For 24 years, Rep. Bart Gordon, D-Tenn., has represented the sixth district of Tennessee, rising to become the chairman of the House Science Committee. Now he is retiring, but he is planning to leave his likeness behind in the committee room, in the form of an official portrait paid for by corporate donors such as Lockheed Martin, Microsoft, and Northrop Grumman, which are also top contributors to his campaign fund. These companies have contributed a total of $34,000 to the portrait fund.
Another lawmaker, House Agriculture Chairman Collin Peterson, D-Minn., who is slated for an easy win in the midterms is also raising money for an official portrait, with his top campaign donor, Monsanto, helping finance the cost.
But information about donations made for these portraits is not always publicly available. A nonprofit set up by Congress, the U.S. Capitol Historical Society, which is in charge of recording the history of Congress and the Capitol building, accepts donations on behalf of lawmakers. Making donations to this nonprofit also gives donors an additional incentive in the form of a tax deduction. And while there are limits on how much these donors may give to a congressional campaign, there are none on what they may contribute for these portrait funds.
For this article, the Reporting Group used some of the information available in lobbying contributions records known as LD-203 and in FEC campaign expenditure records from Center for Responsive Politics. Sometimes information is missing or is reported in a way that is difficult to trace.

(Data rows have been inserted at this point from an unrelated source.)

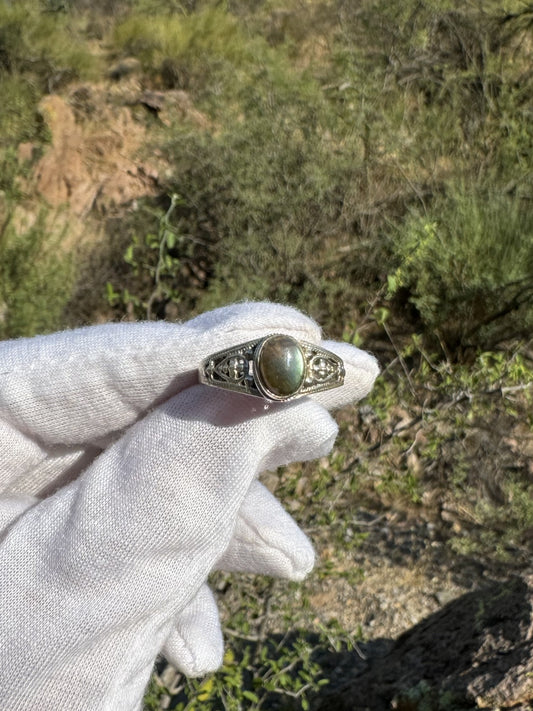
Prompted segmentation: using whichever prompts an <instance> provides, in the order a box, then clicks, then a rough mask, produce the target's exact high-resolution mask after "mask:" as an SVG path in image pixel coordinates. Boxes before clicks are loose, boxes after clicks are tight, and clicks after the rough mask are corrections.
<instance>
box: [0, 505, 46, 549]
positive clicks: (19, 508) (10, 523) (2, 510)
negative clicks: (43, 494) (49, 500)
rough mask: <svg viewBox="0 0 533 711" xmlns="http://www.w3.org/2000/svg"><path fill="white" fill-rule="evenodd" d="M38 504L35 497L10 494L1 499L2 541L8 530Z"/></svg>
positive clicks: (0, 515)
mask: <svg viewBox="0 0 533 711" xmlns="http://www.w3.org/2000/svg"><path fill="white" fill-rule="evenodd" d="M37 502H38V499H36V498H35V497H34V496H25V495H20V494H19V495H17V494H10V495H6V496H3V497H2V498H1V499H0V541H1V539H2V535H3V534H4V532H5V531H6V530H7V528H8V527H9V526H10V525H11V524H12V523H13V522H14V521H16V520H17V518H18V517H19V516H21V515H22V514H23V513H24V512H25V511H27V510H28V509H29V508H30V507H31V506H34V505H35V504H36V503H37Z"/></svg>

In Rep. Gordon's case, lobbying disclosure forms filed this year show a series of payments to the Capitol Historical Society on his behalf from Nissan North America ($5,000), AT&T ($5,000), Microsoft ($5,000), and Bridgestone ($2,500). Campaign finance records, meanwhile, show his campaign contributed two payments totaling $20,500 (although only one of those is listed as being for a "portrait," the other as a "donation.")
However, when asked, his committee office provided the Sunlight Foundation with a complete list of payments that included several that do not show up on lobbying disclosure records, including contributions from Lockheed Martin ($2,500), Northrop Grumman ($5,000), and Raytheon ($5,000). The total amount collected for the portrait, according to his committee office, was $55,500 and expenses to date are just over $34,000.

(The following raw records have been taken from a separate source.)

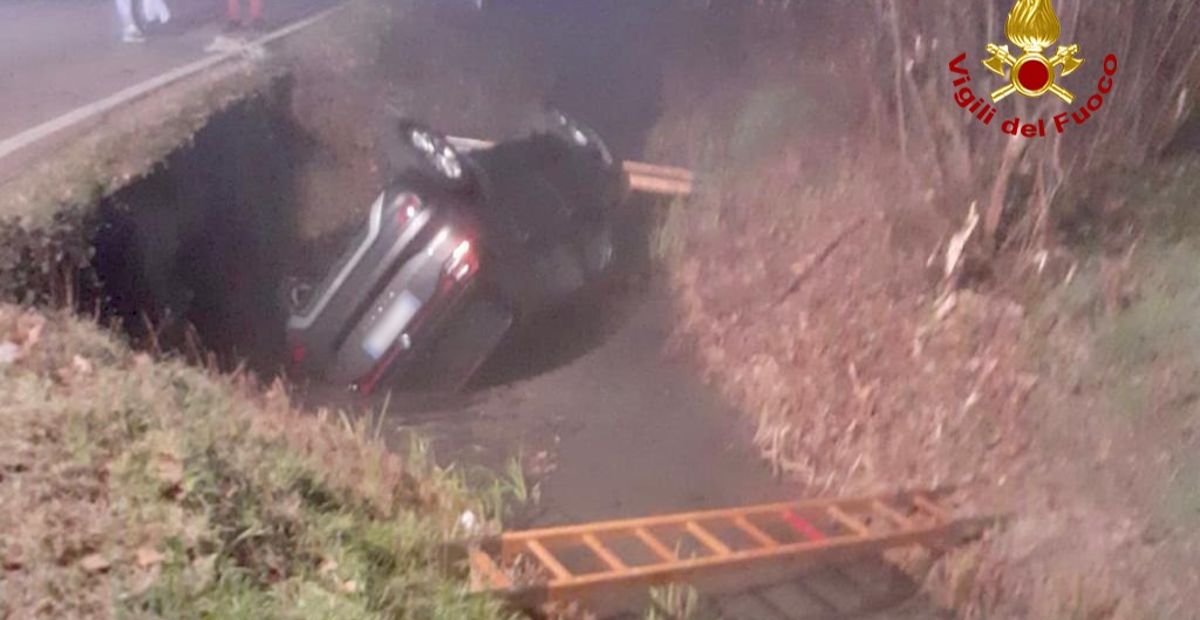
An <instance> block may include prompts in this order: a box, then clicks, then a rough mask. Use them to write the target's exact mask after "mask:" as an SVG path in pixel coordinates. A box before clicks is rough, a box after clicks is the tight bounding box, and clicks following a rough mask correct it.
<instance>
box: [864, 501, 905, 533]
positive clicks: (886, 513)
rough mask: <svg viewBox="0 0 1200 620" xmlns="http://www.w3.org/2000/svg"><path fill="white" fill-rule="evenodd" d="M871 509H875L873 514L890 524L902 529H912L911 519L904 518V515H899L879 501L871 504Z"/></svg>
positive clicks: (892, 509) (897, 513)
mask: <svg viewBox="0 0 1200 620" xmlns="http://www.w3.org/2000/svg"><path fill="white" fill-rule="evenodd" d="M871 507H872V508H875V512H878V513H880V514H882V516H883V517H884V518H887V519H888V520H890V522H892V523H895V524H896V525H899V526H901V528H904V529H912V519H910V518H908V517H905V516H904V514H900V512H898V511H896V510H895V508H893V507H892V506H888V505H887V504H884V502H882V501H880V500H875V501H872V502H871Z"/></svg>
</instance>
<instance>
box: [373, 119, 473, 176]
mask: <svg viewBox="0 0 1200 620" xmlns="http://www.w3.org/2000/svg"><path fill="white" fill-rule="evenodd" d="M379 140H380V144H379V145H380V151H382V156H383V161H382V162H380V165H379V168H380V170H382V171H383V174H384V176H385V177H386V179H385V181H386V182H391V181H395V180H397V179H400V177H401V176H406V175H413V174H415V175H418V176H420V177H421V179H427V180H431V181H433V182H434V183H437V185H438V186H439V187H442V188H444V189H449V191H452V192H466V191H468V189H470V188H472V187H473V183H474V179H473V175H472V171H470V169H469V167H468V162H467V159H466V158H464V157H463V156H462V154H460V152H458V150H457V149H455V148H454V145H451V144H450V140H448V139H446V137H445V136H443V134H440V133H438V132H436V131H433V130H431V128H428V127H426V126H424V125H421V124H419V122H413V121H407V120H401V121H398V122H397V121H395V120H394V119H392V120H390V121H389V122H388V124H386V126H385V127H384V128H383V130H382V131H380V136H379Z"/></svg>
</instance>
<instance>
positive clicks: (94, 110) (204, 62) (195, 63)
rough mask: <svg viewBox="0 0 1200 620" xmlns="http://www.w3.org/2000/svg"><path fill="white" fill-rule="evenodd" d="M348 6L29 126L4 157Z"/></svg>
mask: <svg viewBox="0 0 1200 620" xmlns="http://www.w3.org/2000/svg"><path fill="white" fill-rule="evenodd" d="M347 5H348V2H342V4H340V5H337V6H332V7H330V8H326V10H324V11H322V12H319V13H317V14H314V16H311V17H307V18H305V19H301V20H299V22H294V23H292V24H289V25H287V26H283V28H281V29H278V30H276V31H274V32H270V34H268V35H264V36H262V37H259V38H258V40H256V41H252V42H247V43H246V47H245V48H241V49H229V50H226V52H221V53H218V54H215V55H211V56H208V58H204V59H200V60H197V61H194V62H191V64H188V65H184V66H181V67H178V68H174V70H172V71H168V72H166V73H163V74H161V76H158V77H155V78H150V79H148V80H145V82H142V83H139V84H134V85H132V86H130V88H126V89H124V90H120V91H118V92H115V94H113V95H109V96H108V97H104V98H102V100H98V101H94V102H91V103H89V104H86V106H83V107H80V108H77V109H74V110H71V112H68V113H66V114H64V115H61V116H59V118H56V119H52V120H49V121H46V122H43V124H41V125H37V126H34V127H30V128H28V130H25V131H23V132H20V133H18V134H17V136H13V137H11V138H6V139H5V140H2V142H0V159H4V158H5V157H8V156H10V155H12V154H14V152H17V151H19V150H22V149H24V148H26V146H29V145H31V144H36V143H38V142H41V140H43V139H46V138H49V137H50V136H54V134H55V133H59V132H61V131H62V130H66V128H68V127H72V126H74V125H78V124H79V122H83V121H85V120H88V119H91V118H94V116H97V115H100V114H103V113H106V112H109V110H112V109H114V108H116V107H119V106H124V104H126V103H128V102H131V101H133V100H137V98H139V97H143V96H145V95H149V94H151V92H154V91H156V90H158V89H162V88H163V86H167V85H169V84H172V83H174V82H178V80H180V79H184V78H186V77H188V76H193V74H196V73H199V72H202V71H205V70H208V68H210V67H214V66H217V65H220V64H222V62H226V61H228V60H230V59H233V58H235V56H238V55H240V54H242V53H244V52H246V50H247V49H254V48H262V47H263V46H266V44H268V43H271V42H274V41H277V40H280V38H283V37H286V36H288V35H292V34H295V32H299V31H300V30H304V29H306V28H308V26H311V25H313V24H316V23H317V22H319V20H322V19H324V18H326V17H329V16H331V14H334V13H335V12H337V11H341V10H342V8H344V7H346V6H347Z"/></svg>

All but one of the donors, Nissan North America, that have contributed to the portrait fund are also top donors to Gordon's campaign fund this election cycle. And AT&T's PAC hosted a fundraiser for the congressman in 2009 at the Capitol Hill eatery Johnny's Half Shell.

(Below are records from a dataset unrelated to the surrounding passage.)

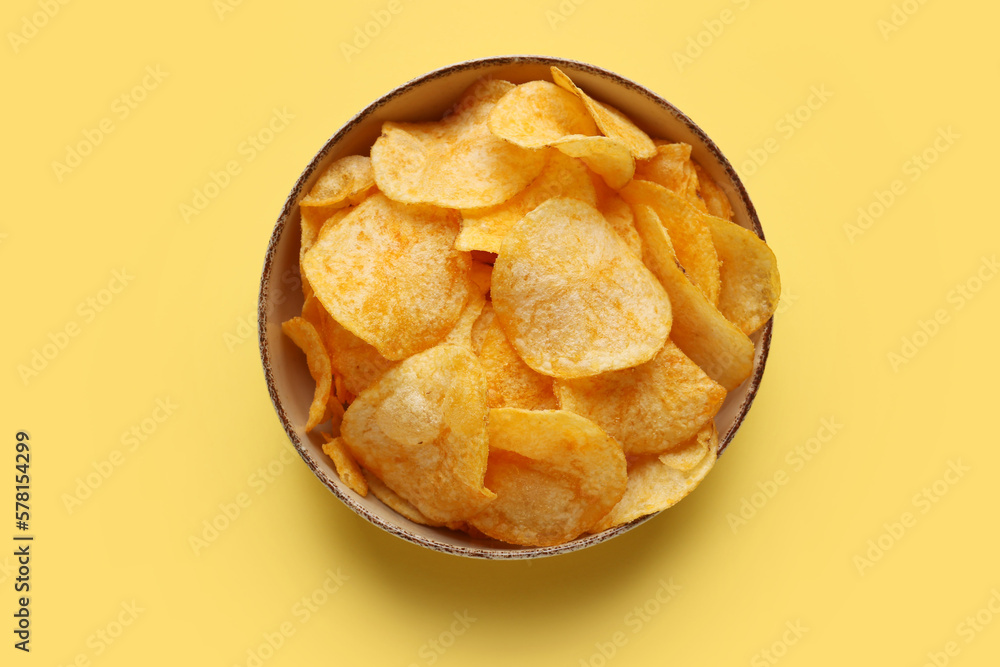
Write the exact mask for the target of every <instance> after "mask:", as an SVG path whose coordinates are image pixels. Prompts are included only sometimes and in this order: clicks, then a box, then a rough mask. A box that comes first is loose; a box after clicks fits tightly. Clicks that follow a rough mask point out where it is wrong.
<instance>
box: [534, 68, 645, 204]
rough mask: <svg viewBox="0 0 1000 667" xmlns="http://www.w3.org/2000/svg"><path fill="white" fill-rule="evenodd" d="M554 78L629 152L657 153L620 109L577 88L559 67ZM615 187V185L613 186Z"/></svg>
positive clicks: (639, 155)
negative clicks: (581, 104) (626, 149)
mask: <svg viewBox="0 0 1000 667" xmlns="http://www.w3.org/2000/svg"><path fill="white" fill-rule="evenodd" d="M550 69H551V71H552V80H553V81H555V82H556V85H558V86H559V87H561V88H565V89H566V90H568V91H569V92H571V93H573V94H574V95H576V96H577V97H579V98H580V99H581V100H583V103H584V104H585V105H586V107H587V111H589V112H590V115H591V117H592V118H593V119H594V122H596V123H597V127H599V128H600V129H601V132H603V133H604V136H606V137H609V138H611V139H615V140H617V141H619V142H621V143H623V144H625V145H626V146H627V147H628V150H629V152H630V153H631V154H632V155H633V156H634V157H635V158H637V159H647V158H651V157H653V156H654V155H656V145H655V144H653V140H652V139H650V138H649V135H647V134H646V133H645V132H643V131H642V130H640V129H639V128H638V127H637V126H636V124H635V123H633V122H632V121H631V120H629V119H628V117H627V116H626V115H625V114H623V113H622V112H621V111H619V110H618V109H615V108H614V107H612V106H610V105H608V104H604V103H603V102H598V101H597V100H595V99H593V98H592V97H590V96H589V95H587V93H585V92H583V91H582V90H580V89H579V88H577V86H576V84H575V83H573V81H572V79H570V78H569V77H568V76H566V74H565V73H563V71H562V70H560V69H559V68H558V67H552V68H550ZM612 187H614V186H612Z"/></svg>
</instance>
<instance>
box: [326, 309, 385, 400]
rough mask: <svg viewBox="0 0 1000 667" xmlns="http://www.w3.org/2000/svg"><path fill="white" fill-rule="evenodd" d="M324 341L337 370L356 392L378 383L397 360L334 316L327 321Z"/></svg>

In the case of Rep. Peterson, Monsanto and a lobbying firm, Russell & Barron, which counts the chemical company as a client, paid a total of $6,000 toward a portrait this year, according to lobbying disclosure records. The company is presently lobbying, among other issues, on the deregulation of Roundup ready alfalfa. Peterson was one of 75 Congressman to sign a letter to Agriculture Secretary Tom Vilsack this summer asking the agency to allow Roundup ready alfalfa seeds, which were developed by Monsanto, to be planted this fall, according to a report in Hay & Forage Grower.
Barton and Peterson join the ranks of several other House committee chairmen over the years whose visages have been preserved for posterity thanks to donors who also often are generous contributors to their campaigns.
The checks are written for specific portrait committees typically run by a friend of the lawmaker's. In Gordon's case, it is his former committee chief of staff, Chuck Atkins. Candidates' campaign funds and leadership PACs may also contribute to these portrait committees. Any funds leftover after the costs of a portrait are paid go to the Society, which conducts educational tours, symposia, and sells momentos and publications on the Capitol.
"We provide an accounting function," said Ronald Sarasin, president of the Society. Sarasin is a former GOP member of Congress from Connecticut, and later served as a lobbyist for the National Restaurant Association and then president of the National Beer Wholesalers Association before joining the Society.
The Society does not make any records about the portrait committees available to the public nor are they public elsewhere and hence impossible to tell how many lawmakers have a portrait fund or who contributes to the funds.
An investigation by Roll Call earlier this year (subscription required) found that some half a dozen lawmakers had set up portrait funds with the Society from 2004 through 2009, including Reps. John Boehner, R., Ohio; Vernon Ehlers, R., Mich.; Jerry Lewis, R., Calif.; and Don Manzullo, R., Ill.; David Obey, D. Wis., and Nick Rahall, D., W.Va.
In 2007, in response to a request from Rep. Charlie Rangel, D., N.Y., the U.S. Federal Election Commission confirmed that candidates may use their campaign funds or leadership PACs to help finance portraits. The following year, campaign finance records show that his leadership PAC, paid Simmie Knox Portaits $64,500.